In 2005, Kim Chang Ho and Lee Hylin made a traverse of Nanga Parbat. They repeated the Messner route on the Rupal Face - and came down the normal route to Gnaro's BC. That's where Silvio snapped this image of Mr Lee. Photo courtesy of Silvio Mondinelli.


Nanga Parbat SUMMIT - Korean Traverse and 9 summits on the normal route

Posted: Jul 15, 2005 03:53 pm EDT
Summits at last. Silvio Mondinelli reported over sat phone this morning to Idel that the 2 Korean climbers, Lee Hylin, 34, and Kim Chang, 39 made a traverse of Nanga Parbat!

In fact, the guys repeated the Messner route on the Rupal Face - and came down to Gnaro's BC. That's where Silvio shot this image of Mr Lee. (The other 2 climbers stopped at camp 4 to rest).

9 on the normal route, 14 total

In addition, the other 6 Japanese climbers, the French girl, Sandrine de Choudens, her boyfriend Spaniard Jorge Egocheaga, and another French climber also made the summit today on the normal route that Gnaro will attempt next week!

The total number of summits on Nanga Parbat this season is now 14. Earlier there were three summits by a Czech, Swiss and Pakistan climber on the normal route. There has not yet been other summits above 8000 meters in Pakistan this summer.

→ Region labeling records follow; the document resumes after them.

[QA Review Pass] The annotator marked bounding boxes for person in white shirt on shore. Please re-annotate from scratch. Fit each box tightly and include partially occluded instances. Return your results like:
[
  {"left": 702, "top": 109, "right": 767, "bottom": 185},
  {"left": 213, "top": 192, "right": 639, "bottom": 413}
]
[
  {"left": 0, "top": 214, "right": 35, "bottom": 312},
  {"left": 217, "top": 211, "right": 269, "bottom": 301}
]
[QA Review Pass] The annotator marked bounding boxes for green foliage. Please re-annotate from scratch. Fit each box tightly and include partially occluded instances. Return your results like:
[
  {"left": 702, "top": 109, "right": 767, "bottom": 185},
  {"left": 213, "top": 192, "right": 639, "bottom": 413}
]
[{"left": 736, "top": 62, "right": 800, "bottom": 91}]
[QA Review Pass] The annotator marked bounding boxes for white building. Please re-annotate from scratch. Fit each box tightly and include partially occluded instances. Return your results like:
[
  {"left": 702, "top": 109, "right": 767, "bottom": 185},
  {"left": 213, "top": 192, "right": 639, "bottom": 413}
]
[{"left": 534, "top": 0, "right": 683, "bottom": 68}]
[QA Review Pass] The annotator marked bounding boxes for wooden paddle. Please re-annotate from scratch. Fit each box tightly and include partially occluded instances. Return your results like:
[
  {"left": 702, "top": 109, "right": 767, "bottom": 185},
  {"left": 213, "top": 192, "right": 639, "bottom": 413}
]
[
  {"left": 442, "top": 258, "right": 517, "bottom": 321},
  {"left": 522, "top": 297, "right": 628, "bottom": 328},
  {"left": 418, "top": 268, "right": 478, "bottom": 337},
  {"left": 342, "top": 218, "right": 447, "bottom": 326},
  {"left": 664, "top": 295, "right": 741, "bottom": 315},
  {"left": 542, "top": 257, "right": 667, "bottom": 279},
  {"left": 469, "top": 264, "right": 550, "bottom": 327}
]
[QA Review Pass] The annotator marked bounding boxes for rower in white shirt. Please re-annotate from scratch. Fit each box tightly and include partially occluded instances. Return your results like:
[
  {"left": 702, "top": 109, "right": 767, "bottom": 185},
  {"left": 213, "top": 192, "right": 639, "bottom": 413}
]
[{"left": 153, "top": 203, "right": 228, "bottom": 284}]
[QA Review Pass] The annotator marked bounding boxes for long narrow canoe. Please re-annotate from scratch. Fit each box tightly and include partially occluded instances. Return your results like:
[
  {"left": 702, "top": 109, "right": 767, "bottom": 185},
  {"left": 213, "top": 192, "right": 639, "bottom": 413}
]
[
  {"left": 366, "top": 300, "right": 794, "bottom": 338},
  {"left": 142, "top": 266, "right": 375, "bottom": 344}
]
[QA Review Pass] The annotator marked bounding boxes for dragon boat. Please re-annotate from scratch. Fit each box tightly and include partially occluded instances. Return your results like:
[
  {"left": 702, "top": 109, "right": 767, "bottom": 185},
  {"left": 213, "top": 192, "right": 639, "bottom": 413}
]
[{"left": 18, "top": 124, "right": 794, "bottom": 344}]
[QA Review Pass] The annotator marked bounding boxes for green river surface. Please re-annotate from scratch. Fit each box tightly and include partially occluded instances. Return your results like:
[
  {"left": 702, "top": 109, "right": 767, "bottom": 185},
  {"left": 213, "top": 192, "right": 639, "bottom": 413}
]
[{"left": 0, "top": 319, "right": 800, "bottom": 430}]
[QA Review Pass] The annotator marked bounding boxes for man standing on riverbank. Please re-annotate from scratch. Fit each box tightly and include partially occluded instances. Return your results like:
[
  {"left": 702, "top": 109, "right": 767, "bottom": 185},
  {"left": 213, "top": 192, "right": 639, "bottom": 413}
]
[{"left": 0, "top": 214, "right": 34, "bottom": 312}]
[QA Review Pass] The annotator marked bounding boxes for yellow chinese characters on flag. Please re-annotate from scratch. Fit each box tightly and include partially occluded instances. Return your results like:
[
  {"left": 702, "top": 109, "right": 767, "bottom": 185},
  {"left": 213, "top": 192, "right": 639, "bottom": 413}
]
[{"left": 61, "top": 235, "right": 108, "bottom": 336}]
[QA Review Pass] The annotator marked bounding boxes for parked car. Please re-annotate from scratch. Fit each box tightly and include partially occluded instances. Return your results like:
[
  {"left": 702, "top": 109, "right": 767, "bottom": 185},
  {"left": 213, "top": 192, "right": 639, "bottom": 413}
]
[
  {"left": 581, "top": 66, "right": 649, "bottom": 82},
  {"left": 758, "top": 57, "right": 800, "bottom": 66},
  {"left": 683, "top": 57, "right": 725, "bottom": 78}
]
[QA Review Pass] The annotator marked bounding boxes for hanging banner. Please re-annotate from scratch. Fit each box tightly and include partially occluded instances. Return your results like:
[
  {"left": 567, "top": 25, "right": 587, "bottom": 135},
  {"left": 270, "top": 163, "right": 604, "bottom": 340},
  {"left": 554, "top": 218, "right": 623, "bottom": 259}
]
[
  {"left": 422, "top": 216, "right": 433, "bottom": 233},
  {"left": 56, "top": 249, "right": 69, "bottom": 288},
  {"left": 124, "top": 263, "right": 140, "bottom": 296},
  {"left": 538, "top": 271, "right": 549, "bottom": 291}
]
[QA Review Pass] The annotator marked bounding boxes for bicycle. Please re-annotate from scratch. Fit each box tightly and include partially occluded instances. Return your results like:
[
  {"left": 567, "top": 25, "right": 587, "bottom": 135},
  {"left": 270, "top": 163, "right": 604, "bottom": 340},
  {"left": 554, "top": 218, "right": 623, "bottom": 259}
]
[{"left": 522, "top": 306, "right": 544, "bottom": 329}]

The first repetition of the Messner route

The Koreans did the first repetition of the route set by Reinhold Messner and his brother Günther on June 27, 1970. The climb was one of the boldest feats in mountaineering history, the brothers made the first ascent of the Rupal Face -- the worlds highest rock wall -- and reached the summit of Nanga Parbat. It was their first attempt on an 8,000m peak. It would also be Günthers last.

The descent, Günther goes missing

In Reinholds account, it was a combination of the weather, the hour, Günther's exhaustion, and having no ropes to descend back down the wall safely, that led the brothers to opt for descent down the less steep, but unknown Diamir face on the west side of the mountain. In a grueling two days that left both near total collapse, Reinhold went ahead to scout a route through the crevasses. He returned for Günther, only to find his brother had disappeared under an avalanche. Günther was never seen again.

Hunted souls

Over the years, Reinhold has returned to Nanga Parbat five times to look for signs of his brother, and put to rest the question of his credibility, raised in recent years by fellow expedition members from the 1970 expedition alledging that Messner abandoned Gunther for his own ambition and concocted the avalanche story to hide his guilt. Rubbish, says Reinhold, who believes they are motivated by opportunism, money and, in von Keinlins case, vindictiveness (von Keinlins wife left him to marry Messner.)

Silvio Mondinelli, currently in Nanga Parbat BC, paved the way for climbers on the north side of Annapurna this spring, fixing the route and setting all camps, only to be turned back and finally; watch Christian Kuntner die. Born in Gardone (Italy) in 1958, he has done major climbs all over the world, including nine 8000ers: Manaslu, Cho Oyu, Everest, GI, GII, Dhaulagiri, Makalu, Kangchenjunga and K2, plus Shisha Pangmas central summit.